Some constraints are:
- Non-programmers are not used to working with Git.
- In practice, they (usually PMs or feature designers) need to write their documents somewhere else.
Possible solutions are:
- Make non-programmers use Git as a documentation tool (upgrade your tooling or GTFO).
- Build a two-way sync tool so that programmers and non-programmers can work from the same source.
Reviewing docs in Github isn't great - as the post mentions, Google Docs or similar is typically where review happens. Spectagon aims to change that so that you can submit PRs for docs and you get a great review experience as a layer on top of Github.
However, in corporations, docs are often in Confluence or MS Sharepoint, separate from the code. Tech specs often require comments, discussion, or estimate/budget approvals from non-tech staff. Hence, some corporate AI coding tools can refer to docs in such corporate sites. That doesn't work too well yet, IMHO ... time will show.

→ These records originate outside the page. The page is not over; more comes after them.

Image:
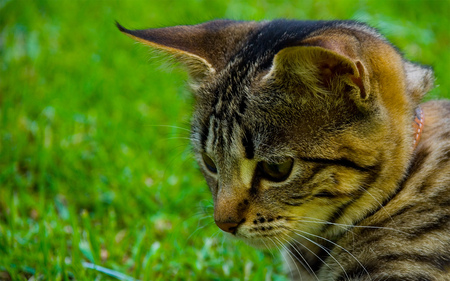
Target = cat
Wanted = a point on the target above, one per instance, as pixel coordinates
(311, 138)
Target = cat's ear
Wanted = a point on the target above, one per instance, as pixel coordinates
(321, 65)
(203, 48)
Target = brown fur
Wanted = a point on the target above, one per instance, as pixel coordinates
(361, 203)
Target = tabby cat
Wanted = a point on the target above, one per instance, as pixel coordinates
(311, 138)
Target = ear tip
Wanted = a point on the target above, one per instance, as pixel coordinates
(121, 28)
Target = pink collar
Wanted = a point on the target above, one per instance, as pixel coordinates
(418, 126)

> Non-engineers usually don't have repo access. [Answer:] (1) You can deploy your docs on an internal-only website. (2) There is clear trend with non-engineer code access (which poses some interesting security challenges).
Regarding (2): If, on the other hand, you have your agent use MCP to query, e.g., Confluence, anyone with access to Confluence could in theory do a prompt injection and possibly get access to your repo.
At least doc changes in the repo will undergo code review.